Tuesday, August 14, 2018

Todd Robert Petersen's Pyramid Problems

In the 13th in a series of posts from authors of 2018 books entered for The Story Prize, Todd Robert Petersen, author of It Needs to Look LIke We Tried (Counterpoint), explains how turning to an alternative concept of story structure liberated his work.


A couple of summers ago, while I was struggling to revise two key stories in a linked collection, my twelve-year-old asked me for writing help. He had to bring a story to workshop at a writing camp for teens. He had ideas but no structure for them. I wanted to help, but I was living under the shadow of an email I’d just received from my agent, who liked the last round of revisions, in general. “But somehow,” he wrote, in as kind a way as possible, “You’ve managed to make two of these stories worse.” I re-read those stories while I stalled with my kid, and I saw immediately that my agent was correct. They were a whole lot worse, but I didn’t know exactly what I’d done to them. Individually the stories seemed to work fine, but as a group, the stories were throwing off the pace and breaking down the flow of the manuscript.

So, even though my kid needed help, I wasn’t sure what to tell him. I didn’t want to admit that I apparently had no idea what I was doing, so I boned up on the basics and walked him through the standard stuff I’d taught and been taught. He got an earful of: exposition, inciting action, conflict, climax, denouement, and resolution. I told him how stories worked like little steam engines, and I even drew a little Freytag’s Pyramid and traced it over and over again with a capped pen.

When I finished my seminar and sent my son off to write, I started doubting everything I’d just told him. Almost immediately, I asked myself, “why does action rise? I mean, couldn’t it go down, or just fall apart?” Then I started wondering why the climax is always in the middle of the diagram, suggesting a symmetry that isn’t there. The more I thought about stories, the more I started seeing problems with the pyramid, and the more I thought about these problems, the more I realized that my rotten revisions were coming from my attempts to Freytag them. Because I was working on a novel in stories, having each story fully resolve at the end kept the book from moving forward. This made the next story strain to get going. I was creating entropy instead of velocity.

Now, this was a fine enough epiphany, but it didn’t come with instructions for what to do next.
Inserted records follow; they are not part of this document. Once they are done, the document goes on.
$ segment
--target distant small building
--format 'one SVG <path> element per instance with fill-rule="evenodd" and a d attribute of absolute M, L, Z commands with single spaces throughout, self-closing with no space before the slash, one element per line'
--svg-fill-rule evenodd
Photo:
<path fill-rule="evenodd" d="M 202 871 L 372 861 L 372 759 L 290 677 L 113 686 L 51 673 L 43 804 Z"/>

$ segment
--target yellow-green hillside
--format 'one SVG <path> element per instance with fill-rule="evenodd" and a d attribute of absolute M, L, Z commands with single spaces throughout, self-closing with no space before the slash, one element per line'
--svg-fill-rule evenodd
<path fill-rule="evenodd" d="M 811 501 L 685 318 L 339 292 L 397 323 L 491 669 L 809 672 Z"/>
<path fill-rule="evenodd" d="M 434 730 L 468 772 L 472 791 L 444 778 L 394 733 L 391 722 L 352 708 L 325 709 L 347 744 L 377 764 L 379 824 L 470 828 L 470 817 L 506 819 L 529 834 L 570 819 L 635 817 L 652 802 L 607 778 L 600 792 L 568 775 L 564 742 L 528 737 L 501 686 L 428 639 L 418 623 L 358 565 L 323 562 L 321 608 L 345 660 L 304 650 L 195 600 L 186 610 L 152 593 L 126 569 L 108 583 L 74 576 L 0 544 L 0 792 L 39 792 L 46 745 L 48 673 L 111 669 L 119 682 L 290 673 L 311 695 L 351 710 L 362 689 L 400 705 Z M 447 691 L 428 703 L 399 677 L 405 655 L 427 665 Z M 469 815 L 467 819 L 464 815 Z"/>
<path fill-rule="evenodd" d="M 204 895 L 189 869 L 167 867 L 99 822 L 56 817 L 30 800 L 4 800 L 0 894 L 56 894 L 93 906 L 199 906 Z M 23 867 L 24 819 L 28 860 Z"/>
The pyramid story structure was so common and natural I couldn’t see past it. I took a couple fruitless passes, then I set the revisions aside to work on some Noh theater research for another project. This reading soon led me to the concept of kishōtenketsu, a narrative structure that comes from Chinese, Japanese, and Korean literature. The more I read, the more I wished I’d learned about this twenty years ago. It was the answer to my problems, but it was also a sad indictment of the limits of my education.

Kishōtenketsu: A different kind of structure
Kishōtenketsu is a deceptively simple structure, based on four narrative units or stages represented by the syllables in the term: Introduction (ki), Development (shō), Twist (ten), and Conclusion (ketsu). Instead of relying on Western ideas of conflict and resolution, kishōtenketsu is driven by change and contrast. It provides a much more natural perspective than Freytag’s mechanical one. The first two narrative stages have you establish and develop the story, and in the third, you invert or twist what's been established, very much like the third line of a haiku. After the surprise twist, the fourth unit brings unification, connection, and possibility. Resolution isn't necessary.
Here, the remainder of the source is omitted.